Часто среди прочих пограничных видений я встречал или представлял себя потерявшимся в одиночестве среди заснеженного поля, необозримого пространства бурой воды или, наоборот, в гуще толпы неизвестных взрослых людей. Мне было страшно исчезнуть, как дыхание с запотевшего стекла, или раствориться, словно льдинка в теплой воде. Я боялся одиночества, впрочем, как и духоты толпы. Я пытался представить себе мир без меня: входят в комнату, ищут меня и не находят; выходят на улицу, кричат, зовут меня по имени, я не отвечаю. Я исчез с лица земли. Меня не будет больше никогда: не смогу ни пошевельнуть рукой, ни подать голос. Больше ничего не будет! Как же будут жить все остальные, если меня нет? Вот дерево за окном прошелестело листьями: я могу прижать лицо к стеклу и разглядеть сложную архитектонику его переплетающихся ветвей. Меня не будет, а оно останется: как же это? Мне до слез жалко себя, своего будущего отсутствия, но я не поддаюсь жалости и всеми силами пытаюсь найти выход из лабиринта этой неприятной ситуации.
По какой причине я мог бы прямо сейчас исчезнуть из числа живущих, я, маленький человечек с холодом одиночества в груди? Да, младенцы в книгах мрут как мухи: они синеют, выдувают пузыри слюны и в ожесточении сучат пухлыми ручками и ножками. Но я уже не младенец, значит, ни случайной младенческой, ни скоропостижной старческой смерти могу не опасаться. Серьезная причина - непредвиденная случайность: стихийное бедствие, пожар, землетрясение, обвалившийся потолок, просто открытый газовый кран. Оценивая свои возможности, я прихожу к выводу, что ни с пожаром, ни с землетрясением, пожалуй, мне не совладать. Ну, а газовый кран? С определенного момента я начинаю контролировать бабушку Марию, когда она перед сном перекрывает газовый вентиль. Горизонтальное положение вентиля перекрывает путь в небытие и должно придать лелеемое равновесие моему ночному сознанию, - но этого не происходит. Ужас холодной ладошкой продолжает зажимать ночью сердечко маленького труса и не желает исчезать. Я ищу новые причины. Взрослые за столом обсуждают участившиеся случаи воровства в городе; я сразу хватаюсь за ниточку. Мой страх овеществляется, теперь он имеет персонифицированного носителя. Совершенно случайно я узнаю, что несколько лет назад, в наше отсутствие, в квартиру дедушки Рихтера пытался пробраться грабитель. Ночью он перепиливал дверную цепочку, когда его спугнула бабушка Мария. Я боюсь и ненавижу вора, злоумышленника, который, как Жан Вальжан однажды ночью войдет в столовую за серебряными ложками из нижнего ящика серванта и заодно прихлопнет меня, как нежелательного свидетеля.

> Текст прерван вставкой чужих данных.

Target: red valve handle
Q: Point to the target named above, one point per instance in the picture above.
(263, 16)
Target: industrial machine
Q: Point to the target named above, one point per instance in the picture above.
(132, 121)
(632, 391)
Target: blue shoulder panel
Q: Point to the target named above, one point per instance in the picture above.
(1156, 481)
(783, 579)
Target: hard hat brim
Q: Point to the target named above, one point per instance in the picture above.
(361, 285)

Книжная смерть приходила ко мне каждую ночь и стерегла мой сон, словно собака. Точно тень она ходила по пятам за моим ночным сознанием и давала знать о себе то шевелением темной шторы на окне, то потрескиваньем деревянных полов, то дробной пробежкой капель по карнизу или беспокойным шевелением листьев на дереве во дворе. Я приучил себя засыпать не сразу, нарочно выжидая самое опасное, с моей точки зрения, полуночное время, прислушиваясь к звукам объективного мира и для отвлечения думал о всякой всячине. Например, куда же я все-таки денусь, если уберечься мне так и не удастся? Кто же останется после меня?

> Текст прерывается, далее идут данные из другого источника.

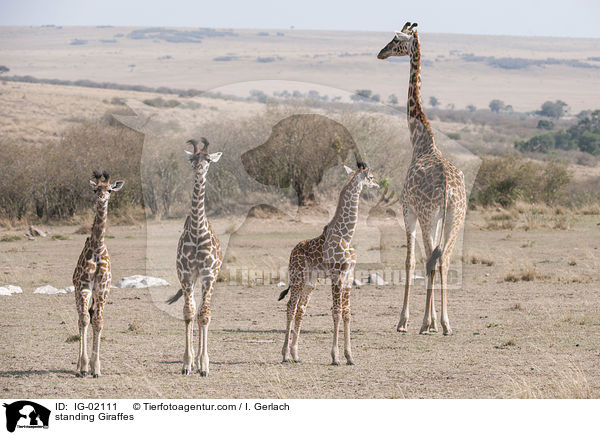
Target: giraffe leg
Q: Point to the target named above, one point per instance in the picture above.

Но все эти тревожащие мое воображение мысли, так и не получив ответов, забывались и пропадали днем, как звезды на небе при появлении солнца. Дневное белое сознание не желало вспоминать о ночных мучениях и, пользуясь привилегией детства, наполняло себя покоем. Эта легкость забывания и выныриванья в новый день: откуда она? И еще: откуда покой? Я просыпался на маленькой кушетке в углу комнаты, и в комнате был свежий кудреватый воздух, завитый писком воробьев, от ветра шевелилась штора, и я выныривал из сна в тишину пустой квартиры, как купальщик из глубокого омута. Лопалась скорлупа нового дня, рвалась соединительная пуповина, и сквозь тонкую перепонку просвечивал скелет новой мысли. Например, почему мое неизвестно где шлявшееся ночью "я" опять, словно воздух в кожаный мяч, возвратилось в эту тесную оболочку десятилетнего мальчика? Так уж это точно, что "я" - это я; может быть, "я" - это кто-нибудь другой, имя которого еще только неизвестно? Разве в той стране, куда пропадает мое гулящее "я" невозможны ошибки, перемены платья или, по крайней мере, обмен опытом? Звонок в квартиру, я бегу открывать. Входит мое "я" в облике старухи-почтальонши и просит расписаться в получении заказного письма. Я, то есть на самом деле морщинистая старуха, расписываюсь и даю себе, как это делает бабушка Мария, гривенник в ладонь.
Впрочем, мысль может принять и иное направление. Пусть переселиться в другую оболочку дело непростое, но хотя бы заглянуть в нее, как в замочную скважину, неужели это так трудно? Неужели нет никакой возможности найти этот потайной глазок, ведущий в глубь и суть посторонне текущей жизни? Бабушка Мария как-то, споткнувшись у стола, уронила огромную фаянсовую гусятницу с ручками-ушами, расколовшуюся на разные части. Все видели одно и то же, а сказали каждый свое. Почему? Хотя необязательно. Мысли утром могут быть и совсем простые, склеенные из первых впечатлений о девочках, мальчишеских обид и поступков, мечтаний о кожаных штанах и прочей чепухе, которая журчит и переливается во мне, как жидкость в мелкой посуде. Я лежу, пока кто-нибудь не заглянет в комнату и, удостоверившись в моем пробуждении, не потребует, чтобы я вставал. Опасаясь распространенной среди мальчиков дурной привычки, меня заставляют спать на жестком, не разрешают долго валяться в постели и держать руки под одеялом.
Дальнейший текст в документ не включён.